Over the last month, I have twice had the same type of problem with my 400 SE from 1992.
Both events have happened after 5-10 kilometers of driving.
Weather conditions were rainy/wet.
The last event:
After approx 5 kilometers, I had to slow down (almost stop) due to road works.
When accelerating away from the stop, the car almost died on me, with some very erratic engine revs.
I managed, just, to keep the car moving, and got approx 800 meters further, when I had to stop for a red light.
After a few seconds, the idling got very erratic, and the car finally died on me.
I tried to get it started again 4-5 times, but it would not start. I turned on the emergency warning lights, and got out, to place the warning-triangle on the road – this I was able to do, when the 40-50 cars behind me had managed to get by me (I was stopped in a traffic light, during rush hour . I called for help, and was towed away some 30 minutes later.
Observation: After the warning lights had been on for these 30 minutes approx. some of the lights on the car stopped blinking, acting very much as if there were insufficient power to light them up.
Question 1: The battery in the car – at the time – was an 3-4 year old 83 ah Exide (taken from my W126). Should such a battery not have the power to sustain warning lights for more than 30 minutes ?
Today I tried some experiments on the car:
- I charged and installed an apparently newer (was in the car when I bought it 2 months ago) 63 ah battery in the car. The output I measured at 12,something V.
- I started the car, and let it idle for 10 minutes.
- No problems, smooth idling.
- After a couple of more minutes, the idling started to become erratic (just like at the road works)
- It continued like this, but did not die.

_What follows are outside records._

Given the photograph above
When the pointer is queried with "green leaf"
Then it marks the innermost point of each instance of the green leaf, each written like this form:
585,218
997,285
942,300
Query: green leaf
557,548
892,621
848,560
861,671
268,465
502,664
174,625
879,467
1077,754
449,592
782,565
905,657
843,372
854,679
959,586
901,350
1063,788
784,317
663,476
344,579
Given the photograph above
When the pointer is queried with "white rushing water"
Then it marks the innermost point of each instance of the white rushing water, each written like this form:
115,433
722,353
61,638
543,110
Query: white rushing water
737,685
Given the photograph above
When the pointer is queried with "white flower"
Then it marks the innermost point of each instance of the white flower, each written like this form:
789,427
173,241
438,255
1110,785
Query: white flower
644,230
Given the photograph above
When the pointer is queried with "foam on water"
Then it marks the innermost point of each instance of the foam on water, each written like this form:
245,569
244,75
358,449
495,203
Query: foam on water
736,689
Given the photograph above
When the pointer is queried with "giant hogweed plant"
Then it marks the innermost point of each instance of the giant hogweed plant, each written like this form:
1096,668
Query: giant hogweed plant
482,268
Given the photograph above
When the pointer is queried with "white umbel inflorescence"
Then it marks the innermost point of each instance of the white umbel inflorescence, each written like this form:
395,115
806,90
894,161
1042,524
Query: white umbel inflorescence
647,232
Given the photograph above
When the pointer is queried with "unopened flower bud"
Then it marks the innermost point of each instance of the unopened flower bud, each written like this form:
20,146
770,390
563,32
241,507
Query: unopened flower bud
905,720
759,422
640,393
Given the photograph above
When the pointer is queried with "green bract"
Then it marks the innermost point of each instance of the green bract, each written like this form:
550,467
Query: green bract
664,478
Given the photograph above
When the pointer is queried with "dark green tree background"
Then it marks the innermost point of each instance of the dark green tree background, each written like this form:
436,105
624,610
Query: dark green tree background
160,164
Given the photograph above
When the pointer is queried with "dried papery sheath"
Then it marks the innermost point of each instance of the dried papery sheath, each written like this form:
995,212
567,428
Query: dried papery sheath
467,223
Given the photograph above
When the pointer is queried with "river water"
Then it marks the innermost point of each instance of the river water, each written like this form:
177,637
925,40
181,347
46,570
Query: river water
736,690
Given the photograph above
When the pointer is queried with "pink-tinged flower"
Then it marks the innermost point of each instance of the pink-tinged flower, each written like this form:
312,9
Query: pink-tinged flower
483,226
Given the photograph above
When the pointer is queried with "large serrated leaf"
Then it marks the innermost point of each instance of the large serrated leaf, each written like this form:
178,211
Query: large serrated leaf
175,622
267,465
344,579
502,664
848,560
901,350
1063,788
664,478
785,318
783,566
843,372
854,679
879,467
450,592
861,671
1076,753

- I tried to “stress” the electrical system by pressing the window-up buttons, to close the already closed windows. What I noticed each time I did this, was that the cabin lights dimmed noticeably each time (both the light in the instrument cluster, as well as the lights in the ceiling, which were on). I wouldn’t think this should happen, or am I wrong ??
- While stressing the system, I at the same time, pressed the speeder pedal, getting the engine up to 3000 rpm. This had a positive effect on the light level.
- After 5 minutes more, the idling became even more erratic, and I turned off the car.
I have searched a lot around the forum, and found that many other W140 owners have experienced similar problems to mine, and there seem to be a list of often-suggested things to try out, as far as I can see:
- Ignition coils
- Viring harness
- Distributor caps / rotors
- Oxygen sensor
- Mass flow sensor
- Clogged cat. Converter
- Starter lockout switch
- Fuel filter
- Intake Air Leak
Question 2: Can the batteri(es) be the culprits ? What sort of trouble can a worn out / too small battery cause ?
Question 3: What battery should I have in the car – any recommendations would be much appreciated ?
Question 4: If not the battery, which items on the list, would you suggest that I start with ??
Thanks in advance, for any help offered.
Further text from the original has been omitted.